Omdat de gevorderde dwangsommen worden toegewezen ziet de voorzieningenrechter geen aanleiding om daarnaast ook de onder 3.1 sub 4 gevorderde reële executiemogelijkheid toe te wijzen.
Proceskosten
4.15.
Simbolo c.s. wordt als de in het ongelijk gestelde partij in de proceskosten veroordeeld. Hiertoe behoren ook de kosten van het Bewijsbeslag. De gevorderde wettelijke rente wordt eveneens toegewezen als gevorderd. De kosten aan de zijde van ECP worden begroot op:
- betekening oproeping € 136,54
- griffierecht 676,00
- overige kosten 2.375,03
- salaris advocaat
1.079,00
Totaal € 4.266,57

5.De beslissing

De voorzieningenrechter
5.1.
machtigt de gerechtelijk bewaarder (DigiJuris) een selectie te maken van de zich in gerechtelijke bewaring bevindende bescheiden, waarbij DigiJuris uit de zich in gerechtelijke bewaring bevindende bescheiden dus steeds die bescheiden selecteert die vallen binnen de reikwijdte van de bescheiden als gedefinieerd in r.o. 4.5 van dit vonnis, een en ander op basis van de zoektermen zoals door ECP genoemd in producties 37 en 38 bij dagvaarding en daterend vanaf 1 april 2018,
5.2.
veroordeelt Simbolo c.s. om binnen zeven dagen na betekening van dit vonnis de gerechtelijk bewaarder DigiJuris schriftelijk en ondubbelzinnig opdracht te geven om de in bewijsbeslag genomen bescheiden zo spoedig mogelijk aan ECP te verstrekken, voor zover deze onder de door DigiJuris gemaakte selectie vallen,
5.3.
veroordeelt Simbolo c.s. om aan ECP een dwangsom te betalen van € 10.000,00 ineens, vermeerderd met € 1.000,00 per dag, een gedeelte van een dag daaronder begrepen, dat zij niet aan de in 5.2 uitgesproken hoofdveroordeling voldoen, tot een maximum van € 500.000,00 is bereikt,
5.4.
veroordeelt Simbolo c.s. in de proceskosten, aan de zijde van ECP tot op heden begroot op € 4.266,57, te vermeerderen met de wettelijke rente over dit bedrag met ingang van de achtste dag na betekening van dit vonnis tot de dag van volledige betaling,
5.5.
verklaart dit vonnis tot zover uitvoerbaar bij voorraad,
5.6.
wijst het meer of anders gevorderde af.
Dit vonnis is gewezen door mr.

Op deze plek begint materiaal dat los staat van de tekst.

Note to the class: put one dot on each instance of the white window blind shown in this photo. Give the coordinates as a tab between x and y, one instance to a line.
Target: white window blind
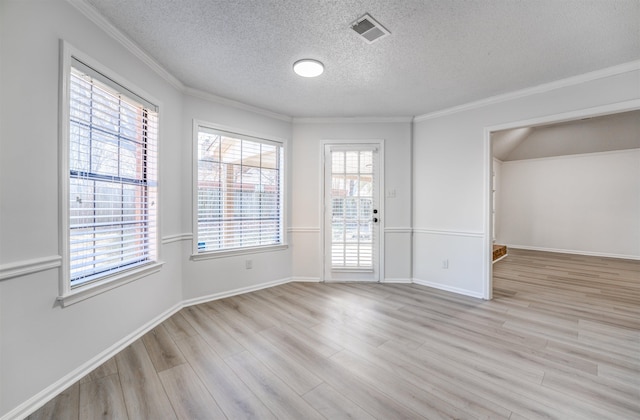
112	177
239	200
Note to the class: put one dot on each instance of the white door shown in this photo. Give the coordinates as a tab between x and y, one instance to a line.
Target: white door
352	215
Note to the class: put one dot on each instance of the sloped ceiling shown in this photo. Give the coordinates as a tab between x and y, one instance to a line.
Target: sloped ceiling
599	134
440	53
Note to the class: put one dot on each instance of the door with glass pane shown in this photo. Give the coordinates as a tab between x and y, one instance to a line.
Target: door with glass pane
352	213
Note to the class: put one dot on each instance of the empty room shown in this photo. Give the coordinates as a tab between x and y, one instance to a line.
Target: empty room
289	209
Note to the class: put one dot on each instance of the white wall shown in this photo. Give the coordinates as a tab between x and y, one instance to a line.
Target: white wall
451	168
216	277
44	346
307	196
42	342
588	203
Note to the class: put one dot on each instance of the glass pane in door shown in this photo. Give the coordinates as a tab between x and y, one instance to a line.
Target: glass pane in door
352	209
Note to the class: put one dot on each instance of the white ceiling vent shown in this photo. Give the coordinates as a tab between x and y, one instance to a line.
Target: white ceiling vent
369	29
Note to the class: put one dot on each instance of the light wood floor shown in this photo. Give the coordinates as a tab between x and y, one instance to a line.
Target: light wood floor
560	340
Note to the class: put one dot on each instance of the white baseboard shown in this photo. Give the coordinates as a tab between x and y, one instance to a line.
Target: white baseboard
447	288
496	260
50	392
306	279
392	280
234	292
44	396
575	252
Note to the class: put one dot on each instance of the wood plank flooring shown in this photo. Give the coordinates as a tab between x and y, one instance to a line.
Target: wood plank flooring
560	340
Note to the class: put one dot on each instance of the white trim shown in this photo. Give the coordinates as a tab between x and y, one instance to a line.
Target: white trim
299	279
282	143
576	252
93	15
67	295
449	233
235	252
108	283
504	256
608	109
398	230
303	230
26	267
558	84
234	104
381	201
234	292
177	238
391	280
446	288
47	394
32	404
350	120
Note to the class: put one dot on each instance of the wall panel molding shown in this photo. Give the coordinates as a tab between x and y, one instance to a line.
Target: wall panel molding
306	229
398	230
44	396
176	238
450	233
26	267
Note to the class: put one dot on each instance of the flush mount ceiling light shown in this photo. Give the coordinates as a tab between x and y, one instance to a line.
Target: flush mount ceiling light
308	68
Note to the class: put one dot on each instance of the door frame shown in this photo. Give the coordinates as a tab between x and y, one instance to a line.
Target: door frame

C. Bouwman en in het openbaar uitgesproken op 12 juli 2023.1734/1729

Voetnoten

1.De op 25 maart 2020 gefailleerde vennootschap ECP Nederland B.V. was belast met het debiteurenbeheer van Simbolo c.s. Zij stond daartoe in contractuele verhouding tot ECP. ECP Nederland B.V. maakte deel uit van de groep ‘European Credit Partners’. De vennootschappen behorende tot die groep zijn inmiddels allemaal gefailleerd. ECP is een van die groep losstaande entiteit.